Thanks to previous Arab and Byzantine influences that made Sicilians accustomed to a style embellished with marble and gold finishing, the Baroque style flourished in Sicily more or less at the same time as in Spain, reaching its apex in the second half of the 17th century. The importance given to detail contributes to the success of many artists inspired by the exuberance of shapes and the richness of decorations of this style: gratings are minutely worked, balconies are sustained by various figures, often sneering and derisive, the disposition of volumes is studied in depth, and inlay works in multicolored stone compete in diversity and inventiveness. Furthermore, unlike peninsular Italy, in Sicily Baroque included architecture and city planning. At the beginning of the 17th century, the Spanish administration that governed Sicily at the time undertook the construction of some hundred new cities to satisfy the needs of a vast territorial plan. With the earthquake in 1693, which razed the southeastern part of the island to the ground, a major reconstruction was required, which took on a markedly religious connotation. Local authorities, the extravagant and eclectic aristocracy, city planners, and architects all pitched in. The earthquake had opened a huge chasm from Catania to Syracuse. Thus it is in this part of the island that you will find the greatest concentration of Sicilian Baroque, along with the area around Palermo (Bagheria and Trapani), which was the seat of power.
In southeastern Sicily, the Noto Valley was included in the UNESCO World Heritage List in 2002 because of its magnificent late Baroque cities. The eight Baroque cities of this area – Caltagirone, Militello, Catania, Modica, Noto, Palazzolo, Ragusa, and Scicli – already existed in Medieval times, but they were rebuilt, in part or entirely, after 1693 in the predominant style of the time.
Known in ancient times by the name Ibla, Ragusa has two distinct city centers, one rebuilt after 1693 and the other reconstructed following the old Medieval model. The Baroque style in Ragusa is represented by nine main churches (among which the Chiesa di San Giovanni Battista, the Chiesa di San Giorgio, and the Chiesa Santa Maria dei Miracoli) and seven “palazzi” (among which Palazzo della Cancelleria, Palazzo Bertini, and Palazzo Cosentini).
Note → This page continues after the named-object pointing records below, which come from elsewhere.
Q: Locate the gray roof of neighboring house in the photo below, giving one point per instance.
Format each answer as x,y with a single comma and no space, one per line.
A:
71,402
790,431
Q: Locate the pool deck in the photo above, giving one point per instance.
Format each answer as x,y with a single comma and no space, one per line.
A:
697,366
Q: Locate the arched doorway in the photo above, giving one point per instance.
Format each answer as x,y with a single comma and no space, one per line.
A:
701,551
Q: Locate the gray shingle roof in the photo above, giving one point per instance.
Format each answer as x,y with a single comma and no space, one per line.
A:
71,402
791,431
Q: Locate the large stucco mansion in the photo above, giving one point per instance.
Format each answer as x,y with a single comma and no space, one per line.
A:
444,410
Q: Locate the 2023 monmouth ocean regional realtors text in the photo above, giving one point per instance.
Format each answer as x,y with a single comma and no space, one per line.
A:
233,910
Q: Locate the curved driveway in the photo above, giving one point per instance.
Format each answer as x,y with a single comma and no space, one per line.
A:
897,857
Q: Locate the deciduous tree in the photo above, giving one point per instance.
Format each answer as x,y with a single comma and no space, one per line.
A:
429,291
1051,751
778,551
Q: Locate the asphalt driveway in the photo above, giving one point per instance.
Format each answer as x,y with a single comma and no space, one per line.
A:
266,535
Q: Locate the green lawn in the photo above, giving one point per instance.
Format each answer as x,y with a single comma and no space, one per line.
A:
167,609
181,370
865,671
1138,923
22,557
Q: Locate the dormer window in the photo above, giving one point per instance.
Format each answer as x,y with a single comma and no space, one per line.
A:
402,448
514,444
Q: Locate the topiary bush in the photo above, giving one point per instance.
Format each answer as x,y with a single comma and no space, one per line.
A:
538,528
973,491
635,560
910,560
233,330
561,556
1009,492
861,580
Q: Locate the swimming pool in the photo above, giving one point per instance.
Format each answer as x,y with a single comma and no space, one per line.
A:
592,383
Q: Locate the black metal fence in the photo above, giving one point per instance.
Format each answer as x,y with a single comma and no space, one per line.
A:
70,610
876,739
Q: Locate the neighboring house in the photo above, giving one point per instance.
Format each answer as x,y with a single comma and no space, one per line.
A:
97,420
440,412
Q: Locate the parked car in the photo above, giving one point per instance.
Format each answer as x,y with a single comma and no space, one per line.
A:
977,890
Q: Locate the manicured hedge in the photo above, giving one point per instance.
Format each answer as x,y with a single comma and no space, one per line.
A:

Palazzolo and Modica also have two city centers. In Palazzolo the first is the Medieval center, around which the city was reconstructed after the earthquake. The ‘new town’ later developed around another city center. Particularly noteworthy are the churches of San Sebastiano and of the Santi Pietro e Paolo. Modica is also a town of rare beauty, with the old city center perched on a hill of the Iblei mountains, the new center is instead built in the valley. Among the monuments of the city, particularly noteworthy are the Cattedrale di San Giorgio and the Chiesa di San Pietro.
Caltagirone, too, has strong ties between pre- and post-earthquake construction. Its sumptuous architecture and the beauty of its facades is evident in churches such as Santa Maria del Monte or San Giacomo Apostolo, and in “palazzi” such as the Corte Capitanale and the Civic Museum. Militello in Val di Catania has a very peculiar pre-1693 city plan which was copied faithfully in the late-baroque reconstruction (see the churches San Nicolò and Santa Maria della Stella).
Noto was instead rebuilt on an entirely new site, also on two levels. The newer part, on a slope, has a series of buildings and streets in Baroque style (see Palazzo Ducezi or the San Nicolò Cathedral). Catania was also rebuilt from scratch, a true late-baroque jewel with its splendid Piazza del Duomo and the beautiful Via dei Crociferi.
Finally, the last late-baroque jewel of the Noto Valley is beautiful Scicli, where churches and villas form an astounding urban panorama. In particular, the decoration of the façade of Palazzo Beneventano is of great artistic and architectural import.